Coontail is among the most abundant fish species in this lake and grows to over 12 inches in length. The Perch schools continue to be active through the different seasons but can be found in different points of the lake. This lake takes a longer time to freeze due to its large size. However, once frozen, it offers amazing Perch fishing.

Great fishing points to angle for Perch during winter in this lake include Beulah to the eastern end of the lake and Railroad Point. You can get up to 14-inch Perch at these points.

The best fishing methods to use in this lake are trolling and jigging with live minnows.  The bigger the minnows you use the larger the Perch you will catch.

Skegemog Lake

This lake borders three counties in Michigan; Antrim County, Kalkaska County, and Grand Traverse County. It covers 2,766 acres and is 29 feet deep. Skegemog is an Algonquin name that means the meeting of waters.  Skegemog Lake is part of the lower chain of Antrim County and connects to Elk Lake, Torch River, and subsequently to Lake Michigan.

The strategic position of Skegemog Lake in this chain ensures there is a steady flow of fish in the lake.

This lake has both narrow and deep points which creates a diversity of fishing points. The eastern part of the lake, however, is the best fishing point. This fishing point has several submerged items which offer good hiding places for Perch and other fish. You can also have a good catch off the south shore or north of the lake where it is deepest.

Trolling is the best fishing method to catch Coontail in this lake. Using wigglers or a teardrop will help you catch large numbers of Perch in this lake. However, you should use big minnows if you want to catch jumbo Yellow Perch.

Hamlin Lake

This lake covers 4,990 acres and is located in Mason County, Michigan. This lake is popular for Bluegill fishing. As a result, not many people consider it a Perch fishing paradise in winter. A good time to fish for Perch in Hamlin Lake is between January and March. During this period, the lake is frozen and anglers can engage in ice fishing.

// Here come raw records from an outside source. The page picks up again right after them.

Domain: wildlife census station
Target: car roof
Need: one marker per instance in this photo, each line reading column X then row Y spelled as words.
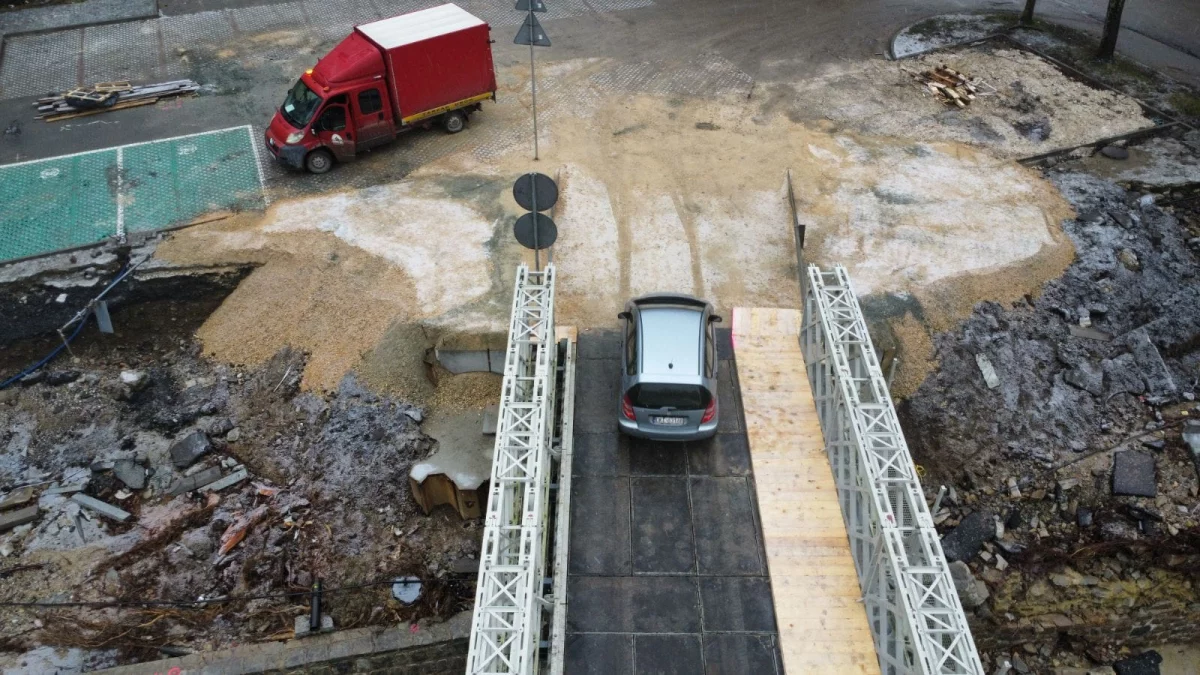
column 670, row 340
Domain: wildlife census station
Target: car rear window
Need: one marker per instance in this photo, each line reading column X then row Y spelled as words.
column 678, row 396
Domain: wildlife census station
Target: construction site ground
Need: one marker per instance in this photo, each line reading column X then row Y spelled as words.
column 307, row 360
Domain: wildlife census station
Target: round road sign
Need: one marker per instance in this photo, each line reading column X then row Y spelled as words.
column 547, row 192
column 546, row 234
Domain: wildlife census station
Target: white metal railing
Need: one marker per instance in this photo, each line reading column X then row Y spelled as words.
column 911, row 604
column 509, row 598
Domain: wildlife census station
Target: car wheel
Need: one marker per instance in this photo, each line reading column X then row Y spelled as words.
column 454, row 121
column 318, row 161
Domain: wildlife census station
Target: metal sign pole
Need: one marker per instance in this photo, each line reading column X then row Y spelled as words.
column 533, row 89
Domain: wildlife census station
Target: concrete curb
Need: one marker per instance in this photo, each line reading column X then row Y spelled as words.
column 892, row 41
column 340, row 646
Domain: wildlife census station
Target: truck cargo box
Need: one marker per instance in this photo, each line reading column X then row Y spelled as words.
column 435, row 58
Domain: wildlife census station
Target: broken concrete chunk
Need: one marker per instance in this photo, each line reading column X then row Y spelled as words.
column 195, row 482
column 989, row 372
column 219, row 426
column 1086, row 376
column 190, row 448
column 972, row 591
column 228, row 481
column 491, row 418
column 1129, row 260
column 1133, row 473
column 238, row 530
column 965, row 541
column 130, row 472
column 17, row 518
column 135, row 380
column 1145, row 663
column 1115, row 153
column 17, row 497
column 107, row 511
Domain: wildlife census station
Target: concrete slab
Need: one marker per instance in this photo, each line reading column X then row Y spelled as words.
column 742, row 653
column 667, row 655
column 633, row 604
column 725, row 454
column 599, row 344
column 595, row 405
column 600, row 529
column 661, row 526
column 599, row 653
column 726, row 531
column 601, row 454
column 657, row 458
column 1133, row 473
column 737, row 604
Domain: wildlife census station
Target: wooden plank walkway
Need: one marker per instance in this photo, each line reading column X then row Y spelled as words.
column 822, row 625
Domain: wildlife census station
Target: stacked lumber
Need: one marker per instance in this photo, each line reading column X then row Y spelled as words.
column 106, row 96
column 949, row 85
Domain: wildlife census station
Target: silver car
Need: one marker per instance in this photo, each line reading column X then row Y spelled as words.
column 669, row 381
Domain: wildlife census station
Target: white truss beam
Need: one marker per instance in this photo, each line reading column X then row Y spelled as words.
column 910, row 598
column 507, row 623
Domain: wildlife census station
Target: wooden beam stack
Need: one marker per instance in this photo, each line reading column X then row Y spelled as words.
column 949, row 85
column 57, row 106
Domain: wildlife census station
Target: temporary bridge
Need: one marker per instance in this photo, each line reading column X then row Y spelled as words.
column 867, row 592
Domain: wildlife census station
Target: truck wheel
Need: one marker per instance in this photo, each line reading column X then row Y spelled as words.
column 318, row 161
column 454, row 121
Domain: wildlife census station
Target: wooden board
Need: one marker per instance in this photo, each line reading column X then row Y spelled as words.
column 822, row 625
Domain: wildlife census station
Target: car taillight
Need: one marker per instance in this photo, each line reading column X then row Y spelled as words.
column 627, row 407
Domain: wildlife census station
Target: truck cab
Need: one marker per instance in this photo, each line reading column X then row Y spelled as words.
column 351, row 101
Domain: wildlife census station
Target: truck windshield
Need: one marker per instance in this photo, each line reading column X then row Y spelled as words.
column 300, row 105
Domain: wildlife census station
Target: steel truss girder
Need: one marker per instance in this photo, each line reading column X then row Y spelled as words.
column 507, row 623
column 911, row 604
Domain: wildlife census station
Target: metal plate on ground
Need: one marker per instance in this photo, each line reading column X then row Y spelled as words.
column 75, row 201
column 546, row 232
column 523, row 191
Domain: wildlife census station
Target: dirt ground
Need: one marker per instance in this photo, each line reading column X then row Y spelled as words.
column 669, row 191
column 327, row 495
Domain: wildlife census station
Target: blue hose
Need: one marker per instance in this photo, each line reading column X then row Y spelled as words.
column 78, row 329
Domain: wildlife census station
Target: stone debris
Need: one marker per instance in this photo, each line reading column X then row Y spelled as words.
column 186, row 451
column 972, row 591
column 988, row 370
column 1133, row 473
column 237, row 532
column 196, row 481
column 964, row 542
column 12, row 519
column 106, row 509
column 130, row 472
column 1145, row 663
column 229, row 481
column 17, row 497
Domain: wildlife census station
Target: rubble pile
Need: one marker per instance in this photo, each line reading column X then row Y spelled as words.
column 1067, row 434
column 141, row 470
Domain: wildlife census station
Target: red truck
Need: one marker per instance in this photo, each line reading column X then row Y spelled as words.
column 417, row 70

Perch caught in this lake can range between 8 to 12 inches in length.

The best fishing position in Hamlin is the lower lake which has steep contours, flats, and can reach up to 80 feet deep.

The best fishing method is jigging with large minnows and a slip bobber. You can also use jigging spoons and teardrops.

Burt Lake

This lake covers 17,260 acres and is a pristine destination for Perch winter fishing. Burt lake has sufficient forage and a few weeds that attract mayfly lava, minnows, and aquatic insects that Perch prey on.

Key points for ice fishing include Maple Bay and the flats on the western point of Greenman Point.

You are guaranteed to make a catch by jigging with big minnows.

Hubbard Lake

This lake covers 8,850 acres. Despite its expansive water, Perch fishing in this lake can be a bit difficult. This, however, doesn’t mean you won’t be able to catch decent size Perch.

Great fishing points during the midwinter season are the northern and southern points of the lake. You can also try fishing in the North and East Bays on first ice and at Harwood Point and Churchill Point as the season progresses.

You can use the jigging method to catch Coontail in this lake. Preferred bait assortments you can use include minnows, wigglers, and wax worms.

We hope you make a grand catch; in whichever Perch fishing points you choose from this list.